Theatre; Twelve Angry Men Comedy Theatre, London

Paul Taylor
Tuesday 23 April 1996 23:02 BST
Comments

From the America of the OJ Simpson verdict and of juries reportedly too frightened to convict blacks for fear of riots, we leap back with Twelve Angry Men - Reginald Rose's jury-room classic - to a Fifties world where to be black was, ipso facto, to be guilty. The one injustice does not excuse the other, but it offers some historical explanation for it. Moreover, as the programme to Harold Pinter's splendidly acted revival points out, 1995 saw the largest number of executions in the US since 1957 and changes in the law there suggest that the rate of increase will be stepped up. Twelve Angry Men is an eloquent demonstration of the dangers of sentencing any man to death.
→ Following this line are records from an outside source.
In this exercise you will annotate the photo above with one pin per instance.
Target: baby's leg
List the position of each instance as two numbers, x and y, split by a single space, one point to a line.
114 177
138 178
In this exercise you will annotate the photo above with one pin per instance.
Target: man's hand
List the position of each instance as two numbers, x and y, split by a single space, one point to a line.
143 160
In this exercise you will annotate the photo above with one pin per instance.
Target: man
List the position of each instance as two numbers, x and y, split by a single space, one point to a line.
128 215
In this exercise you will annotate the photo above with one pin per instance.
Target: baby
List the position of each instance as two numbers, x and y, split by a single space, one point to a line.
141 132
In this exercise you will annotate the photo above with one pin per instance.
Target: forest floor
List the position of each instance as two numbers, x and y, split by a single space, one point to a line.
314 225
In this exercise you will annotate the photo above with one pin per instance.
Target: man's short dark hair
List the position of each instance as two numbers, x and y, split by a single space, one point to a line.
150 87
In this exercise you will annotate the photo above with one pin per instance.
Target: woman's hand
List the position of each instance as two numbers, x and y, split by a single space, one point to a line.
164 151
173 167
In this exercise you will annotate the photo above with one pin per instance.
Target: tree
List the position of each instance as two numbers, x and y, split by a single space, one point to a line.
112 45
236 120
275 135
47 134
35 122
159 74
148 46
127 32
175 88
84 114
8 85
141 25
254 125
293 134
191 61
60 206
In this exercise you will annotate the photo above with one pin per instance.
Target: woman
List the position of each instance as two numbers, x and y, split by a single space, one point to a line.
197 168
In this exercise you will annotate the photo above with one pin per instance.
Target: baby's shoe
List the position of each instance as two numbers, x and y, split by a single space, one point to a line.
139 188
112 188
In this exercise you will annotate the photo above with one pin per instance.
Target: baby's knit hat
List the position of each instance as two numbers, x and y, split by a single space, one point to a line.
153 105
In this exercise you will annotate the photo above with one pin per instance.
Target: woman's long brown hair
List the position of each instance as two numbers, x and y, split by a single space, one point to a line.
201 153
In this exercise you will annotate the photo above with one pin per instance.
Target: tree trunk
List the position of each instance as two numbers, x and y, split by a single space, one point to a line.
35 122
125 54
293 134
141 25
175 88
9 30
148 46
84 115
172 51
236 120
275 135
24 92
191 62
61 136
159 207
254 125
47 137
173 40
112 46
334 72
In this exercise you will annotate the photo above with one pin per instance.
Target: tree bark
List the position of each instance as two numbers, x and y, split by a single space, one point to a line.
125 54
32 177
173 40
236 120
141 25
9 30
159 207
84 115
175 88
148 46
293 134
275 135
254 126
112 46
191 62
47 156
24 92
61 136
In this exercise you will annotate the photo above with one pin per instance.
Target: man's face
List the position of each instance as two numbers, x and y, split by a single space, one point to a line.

It can't be denied that the play, originally written for TV and then made into a gripping film starring Henry Fonda, looks a bit contrived now and, in striving to break through the prejudices of a morally unsubtle Fifties audience, it has to resort to some pretty unsubtle methods itself. The action is set in a New York jury room on a stiflingly hot day. The all-male, all-white personnel are closeted there to reach a verdict on what looks like an open-and-shut case. A 16-year-old slum kid has been accused of stabbing his father to death. The evidence against him looks damning. He was overheard by the man in the apartment beneath and witnessed in the act by a woman living in the opposite block. Only one juror, a liberal architect, whose quiet decency is well conveyed by Kevin Whateley, holds out against a "guilty" verdict.

Inspirationally, this figure is shown gradually swinging the others round through a scrupulous sifting of the evidence. One problem with the play is that the prosecution case proves to be so riddled with holes that only a defence lawyer of spectacular dimness, could have failed to demolish it. Where the piece still has bite is in its depiction of the bigotries that people bring with them into the jury room and their consequent reluctance to respond to reason.

For me, the most frightening of the bunch is not Peter Vaughan's poisonous racist ("I say get him before he gets us"), nor the excellent Tony Haygarth's blustering redneck whose view of the case is warped by the pain of problems with his own son. No, the most frightening is Maurice Kaufmann's gum- chewing elderly baseball fan, who wants a quick verdict so that he can get to his game and eventually sides with right for purely selfish, pragmatic reasons, not because he's convinced. In the other two, the moral sense is there, albeit perverted; in him, chillingly, it doesn't exist.

The play presupposes that hidden vested interests are the monopoly of the illiberal, which is not the case. It also makes the accused too much a model of abused victimhood. But it has theatrical life and moral authority, to both of which features Pinter's production does justice.